L’on approche Theodor Ignat pour
mieux comprendre ce que les gens se plaisaient de jeter dans ce genre de fosse :
« Tout
et n’importe quoi sans doute. Les objets confectionnés dans du cuir, du bois,
des fibres végétales n’ont pas survécu. L’on retrouve tout ce qui est en
céramique, des vases qui, une fois abîmés, étaient jetés. Mais l’on retrouve
aussi des vases dans un état impeccable, et l’on se demande pourquoi les gens s’en
étaient débarrassés. Peut-être qu’ils y avaient conservés des substances
toxiques, c’est une hypothèse comme une autre ».

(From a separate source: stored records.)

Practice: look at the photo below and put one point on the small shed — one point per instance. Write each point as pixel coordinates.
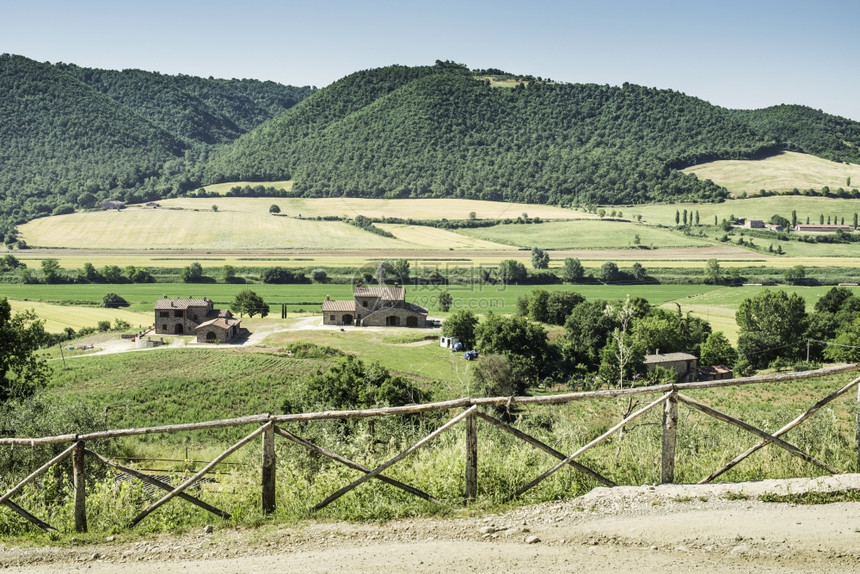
(448, 342)
(684, 364)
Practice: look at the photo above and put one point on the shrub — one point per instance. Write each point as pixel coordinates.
(112, 301)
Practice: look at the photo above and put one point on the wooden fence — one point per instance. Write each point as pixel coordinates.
(266, 427)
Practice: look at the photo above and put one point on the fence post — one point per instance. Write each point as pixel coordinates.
(857, 427)
(471, 457)
(670, 427)
(79, 476)
(268, 496)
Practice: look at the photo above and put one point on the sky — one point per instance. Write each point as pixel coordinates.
(737, 54)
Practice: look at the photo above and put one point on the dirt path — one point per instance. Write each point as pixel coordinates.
(671, 528)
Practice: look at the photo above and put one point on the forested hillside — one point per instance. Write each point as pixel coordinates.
(74, 136)
(450, 133)
(198, 110)
(801, 128)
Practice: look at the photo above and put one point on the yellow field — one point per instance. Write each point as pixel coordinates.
(352, 206)
(58, 317)
(228, 228)
(780, 173)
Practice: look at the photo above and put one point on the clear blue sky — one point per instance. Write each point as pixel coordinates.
(737, 54)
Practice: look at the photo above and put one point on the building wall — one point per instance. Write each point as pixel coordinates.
(189, 319)
(379, 318)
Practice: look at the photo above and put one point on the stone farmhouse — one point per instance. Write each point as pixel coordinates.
(195, 316)
(375, 307)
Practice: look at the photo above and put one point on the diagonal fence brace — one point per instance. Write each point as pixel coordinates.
(376, 471)
(352, 464)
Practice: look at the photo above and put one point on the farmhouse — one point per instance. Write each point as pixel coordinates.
(684, 364)
(822, 228)
(375, 307)
(197, 316)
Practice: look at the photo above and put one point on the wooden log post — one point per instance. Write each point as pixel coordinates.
(471, 458)
(269, 469)
(79, 476)
(670, 428)
(857, 428)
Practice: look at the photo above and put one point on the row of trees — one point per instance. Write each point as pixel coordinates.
(606, 342)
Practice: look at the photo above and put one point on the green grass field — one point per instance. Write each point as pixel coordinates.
(586, 234)
(781, 173)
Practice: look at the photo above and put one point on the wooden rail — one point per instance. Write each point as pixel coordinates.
(669, 398)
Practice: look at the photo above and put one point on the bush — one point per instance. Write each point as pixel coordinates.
(113, 301)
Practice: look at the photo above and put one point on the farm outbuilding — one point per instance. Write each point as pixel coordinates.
(375, 307)
(684, 364)
(180, 316)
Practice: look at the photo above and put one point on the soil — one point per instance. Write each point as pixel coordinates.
(667, 528)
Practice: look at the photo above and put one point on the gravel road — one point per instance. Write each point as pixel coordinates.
(668, 528)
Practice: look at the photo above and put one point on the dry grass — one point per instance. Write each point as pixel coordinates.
(780, 173)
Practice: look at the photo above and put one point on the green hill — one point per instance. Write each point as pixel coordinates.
(198, 110)
(74, 137)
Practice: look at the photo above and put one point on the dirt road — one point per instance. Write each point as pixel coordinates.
(671, 528)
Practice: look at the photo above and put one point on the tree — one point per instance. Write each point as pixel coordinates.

Pas facile de creuser une telle fosse
Ces
fosses étaient habituellement creusées à une dizaine, à une quinzaine de mètres
d’une église ou d’un pâté de maisons. Pas trop loin, mais suffisamment pour que
l’odeur qu’elles dégagent n’empeste pas les habitants. Mais confectionner une
telle fosse n’était pas chose aisée. Theodor Ignat :
« La
fosse était le plus souvent renforcée, en maçonnerie, bien étanche. Le fond
était recouvert d’un mélange fait du sable et de la chaux, qui était perméable,
mais empêchait la boue de se former. Et l’on suppose qu’elles étaient vidangées
de façon régulière. »
Quoi
qu’il en soit, les trésors conservés dans ces latrines publiques nous ouvrent
aujourd’hui une porte sur le quotidien des bucarestois d’il y a voici deux siècles.